Conservators conducted a survey to assess the condition of the County’s map collections to ascertain what action needed to be undertaken to secure their preservation for the future. It was evident that poor storage methods and greatly increased public consultation was proving detrimental to their condition. The majority of maps had been stored in rolled format, with the result that many small tears were becoming much worse with the frequency with which they were being rolled and unrolled and abrasion and staining were evident from hands and weights, that had been in contact with unprotected surfaces.

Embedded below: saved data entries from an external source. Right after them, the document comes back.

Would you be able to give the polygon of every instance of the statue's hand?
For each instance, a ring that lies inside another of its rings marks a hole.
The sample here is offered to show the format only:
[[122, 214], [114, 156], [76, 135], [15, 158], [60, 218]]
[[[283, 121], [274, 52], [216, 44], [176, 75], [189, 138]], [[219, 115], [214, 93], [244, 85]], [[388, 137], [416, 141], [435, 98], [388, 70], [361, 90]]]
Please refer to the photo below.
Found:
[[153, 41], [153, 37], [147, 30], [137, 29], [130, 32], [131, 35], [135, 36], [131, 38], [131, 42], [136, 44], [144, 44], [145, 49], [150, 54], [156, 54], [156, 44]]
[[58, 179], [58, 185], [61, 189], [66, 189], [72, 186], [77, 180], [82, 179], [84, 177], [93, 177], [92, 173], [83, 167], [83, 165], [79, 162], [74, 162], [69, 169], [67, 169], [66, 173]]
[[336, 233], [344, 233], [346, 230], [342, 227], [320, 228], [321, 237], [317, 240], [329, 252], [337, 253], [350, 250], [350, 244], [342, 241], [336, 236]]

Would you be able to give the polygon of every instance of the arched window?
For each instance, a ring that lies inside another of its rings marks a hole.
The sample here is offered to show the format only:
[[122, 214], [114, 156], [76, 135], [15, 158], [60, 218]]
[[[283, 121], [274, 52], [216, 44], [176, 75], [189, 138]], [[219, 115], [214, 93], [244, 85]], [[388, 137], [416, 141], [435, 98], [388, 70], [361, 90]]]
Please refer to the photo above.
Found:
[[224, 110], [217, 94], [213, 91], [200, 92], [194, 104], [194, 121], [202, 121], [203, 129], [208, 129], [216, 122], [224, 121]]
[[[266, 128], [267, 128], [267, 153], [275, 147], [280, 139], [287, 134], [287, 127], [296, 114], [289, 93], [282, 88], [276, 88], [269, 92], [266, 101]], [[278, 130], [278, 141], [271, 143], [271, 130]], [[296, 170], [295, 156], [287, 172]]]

Map before and after treatment
To remedy the problem, conservators designed a map storage system, whereby the maps could hang individually and flat, following conservation or preservation treatment. The system, very simple in design and inexpensive to make, has proved very successful. A framework was constructed of metal tubing enclosed on three sides with hardboard and a blockboard ‘roof’ to which strips of curtain track were attached side by side to provide grooves for the completed maps to slot into. This design, although slightly altered, has been incorporated into rolling stacks within the new archive strongrooms at Wiltshire and Swindon History Centre.
Hanging map system
The project began with work on the county’s collection of heavily used tithe maps. Treatment included surface cleaning on the majority of maps with more than forty requiring full re-backing with calico or holland cloth and hand-made paper. Once treated, the maps were then mounted onto a sheet of acid-free mountboard with a protective layer of inert polyester film stitched to the backing board, sandwiching the map securely in between. Then, a strip of stiff holland cloth with plastic coated curtain wire enclosed was attached to the top edge of the mountboard. The mounted map was then slid into position on the new vertical storage system. Of the 290 tithe maps held within Wiltshire Archives, 207 are now stored this way.
Those remaining maps which were too large to be hung have received remedial or full conservation treatment where necessary, and are now stored horizontally, rolled inside Irish linen bags. When consulted, these oversize maps are produced for the public by a trained member of staff and the surface protected with a sheet of polyester film.
Oversize map storage
On completion of the tithe maps work began on maps from other collections. Dating from the 16th-19th centuries, these presented more complex problems for conservators due to the diversity of materials on which the maps were drawn. Although mainly paper, they were also of parchment, vellum, fragile tissue paper and various fabrics, with quite a few in poor condition and requiring full conservation treatment.
Archive conservator working on a map in the laboratory
To date, there are now well over one thousand maps and plans protected and stored on the map hanging system with additions being made as and when required. The vertical storage system appears to have answered the problems set with regard to the safe-keeping of maps. Those stored by this method are fully protected, both in respect of secure long-term storage and excessive handling by the public.